# Exploring Classification Performance

Let's load in any libraries we will use in this notebook. 

In [1]:
import numpy as np
import matplotlib.pyplot as plt
from sklearn.model_selection import train_test_split
import seaborn as sns

#import torch which has many of the functions to build deep learning models and to train them
import torch
import torch.nn as nn
import torch.nn.functional as F
import torch.optim as optim
from torch.utils.data import Subset

#import torchvision, which was lots of functions for loading and working with image data
import torchvision
import torchvision.transforms as transforms


#this is a nice progress bar representation that will be good to measure progress during training
import tqdm

#for creating confusion matrices from predictions
from sklearn.metrics import ConfusionMatrixDisplay

# 1) Splitting into a training and validation dataset

As we did in Week 5, we're going to use the dataset with 20 dog species. 
However, I'm using the 'train' folder as train and validation dataset, while the 'val' folder will be our test dataset where we will compute evaluation metrics.

In [2]:
imagenet_means = (0.485, 0.456, 0.406)
imagenet_stds = (0.229, 0.224, 0.225)

transform = transforms.Compose(
    [transforms.ToTensor(),
    transforms.Resize((224, 224)), 
     transforms.Normalize(imagenet_means, imagenet_stds)])
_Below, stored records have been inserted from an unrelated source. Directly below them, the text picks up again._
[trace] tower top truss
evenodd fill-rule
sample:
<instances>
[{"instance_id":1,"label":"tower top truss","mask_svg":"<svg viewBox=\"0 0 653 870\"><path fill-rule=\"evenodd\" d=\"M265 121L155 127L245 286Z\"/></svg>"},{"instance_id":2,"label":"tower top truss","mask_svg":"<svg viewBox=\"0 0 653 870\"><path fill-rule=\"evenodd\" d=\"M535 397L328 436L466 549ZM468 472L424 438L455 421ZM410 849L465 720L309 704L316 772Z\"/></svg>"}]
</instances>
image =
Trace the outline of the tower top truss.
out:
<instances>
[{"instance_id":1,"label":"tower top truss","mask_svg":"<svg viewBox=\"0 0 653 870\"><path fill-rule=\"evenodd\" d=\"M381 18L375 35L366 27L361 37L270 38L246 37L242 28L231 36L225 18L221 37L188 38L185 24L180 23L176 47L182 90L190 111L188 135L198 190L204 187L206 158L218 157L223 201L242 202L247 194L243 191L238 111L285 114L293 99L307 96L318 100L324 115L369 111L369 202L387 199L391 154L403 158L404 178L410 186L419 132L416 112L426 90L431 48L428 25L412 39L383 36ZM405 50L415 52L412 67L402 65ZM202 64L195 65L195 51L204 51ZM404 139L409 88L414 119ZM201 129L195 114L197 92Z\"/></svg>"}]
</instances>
trainval_dataset = torchvision.datasets.ImageFolder('../Week 5/stanford_dogs_subset/train', transform=transform)

Let's look the number of samples per class in the ''stanford_dogs_subset/train''

In [None]:
num_classes = len(trainval_dataset.classes)
plt.figure(figsize=(10,5))
g = sns.catplot(x=trainval_dataset.targets, kind="count", height=4, aspect=1)
g.set_axis_labels("Class Label", "Count")
for ax in g.axes.flatten():
    ax.set_xticks(range(num_classes))
    ax.set_xticklabels(trainval_dataset.classes, rotation=90)
plt.show()

As we know, the classes are not uniformly distributed; different classes have different numbers of samples. How should we split this dataset?

## 1a) Using stratify to split into train and val

We can use [sklearn.train_test_split](https://scikit-learn.org/stable/modules/generated/sklearn.model_selection.train_test_split.html) with the stratify option to split a dataset into train and validation while keeping the class distribution unchanged.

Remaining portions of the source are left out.